Men don’t really gossip. I don’t get it. It’s frustrating, because my guy could go to dinner with a dude who’s in the middle of a juicy breakup and come back and say they just talked about football and work. I mean, come on. Nada? Then I ask questions to sound as though I care (“Do you think he still talks to the woman he had the affair with? I imagine it’s hard for her too. What was her name again?”), but deep down there’s a gossip animal begging to be fed. That’s why every January I resolve to quit. It’s a terrible habit, a dangerous habit. You can hurt people’s feelings. You can spread untrue rumors. You can wrongfully implicate someone in a murder. Gossiping can have emotional, romantic and legal implications you don’t even realize. Your whispering could get an investigation reopened, for example.
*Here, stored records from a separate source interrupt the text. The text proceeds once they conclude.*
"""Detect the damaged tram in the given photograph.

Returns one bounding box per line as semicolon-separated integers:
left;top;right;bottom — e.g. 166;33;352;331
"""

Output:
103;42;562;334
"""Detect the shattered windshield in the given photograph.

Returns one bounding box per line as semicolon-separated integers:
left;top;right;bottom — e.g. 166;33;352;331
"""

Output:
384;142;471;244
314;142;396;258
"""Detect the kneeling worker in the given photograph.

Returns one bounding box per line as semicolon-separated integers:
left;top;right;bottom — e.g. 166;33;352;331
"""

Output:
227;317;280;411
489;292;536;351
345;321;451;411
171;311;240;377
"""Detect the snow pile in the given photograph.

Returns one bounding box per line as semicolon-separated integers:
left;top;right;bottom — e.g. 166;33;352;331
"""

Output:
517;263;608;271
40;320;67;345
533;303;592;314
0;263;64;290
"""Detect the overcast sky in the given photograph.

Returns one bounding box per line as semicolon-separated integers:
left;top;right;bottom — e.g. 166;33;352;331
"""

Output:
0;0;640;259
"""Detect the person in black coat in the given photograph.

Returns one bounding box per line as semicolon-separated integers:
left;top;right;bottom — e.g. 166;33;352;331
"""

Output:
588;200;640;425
It makes me feel guilty to think I could cause any of that, but it doesn’t stop me from feeling as though I’m sitting on a diamond mine when I have some information. Because it’s all about information.

Boyfriends have asked me in the past why I love gossip so much. Well, that’s it. Information is social power. You want to be the first to tell someone something. And because other people love it too, it’s currency. But I’m not a bad person, and I don’t think most gossips are. When we clutch our chests and say “Bless her heart” after finding out someone has diabetes, an infected belly-button piercing or worse, we mean it. We may take an ugly pleasure in spreading the news, but at the root of it, we feel bad. We want to help. We want to send flowers or food or unfriend the ex on Facebook—every little thing helps. Yet we can’t escape the seduction of information. Why do you think celebrity rags sell so well? We want to know the gory details of everyone else’s lives. I would read a People magazine just about people I went to high school with!

I think what it comes down to is the things we gossip about are the things we’re worried about happening to us. Disease, death, divorce, tax audits. If something does happen to us, at least it also happened to someone else. The grass isn’t always greener. Maybe their grass was foreclosed on or their wife had an affair with the guy who mowed it. Other people have problems too. I know people gossip about me. I broke my vagina once; try not telling someone that. But I know it’s not great to gossip. I should spend my time doing more productive things, like reading the classics or falling asleep during the movie versions of them. This year is the year. I’m resolved! I’m really going to try to stop the gossip for good.

But real quick before I do, I’d like to point out that nobody was ever arrested for that murder…just saying.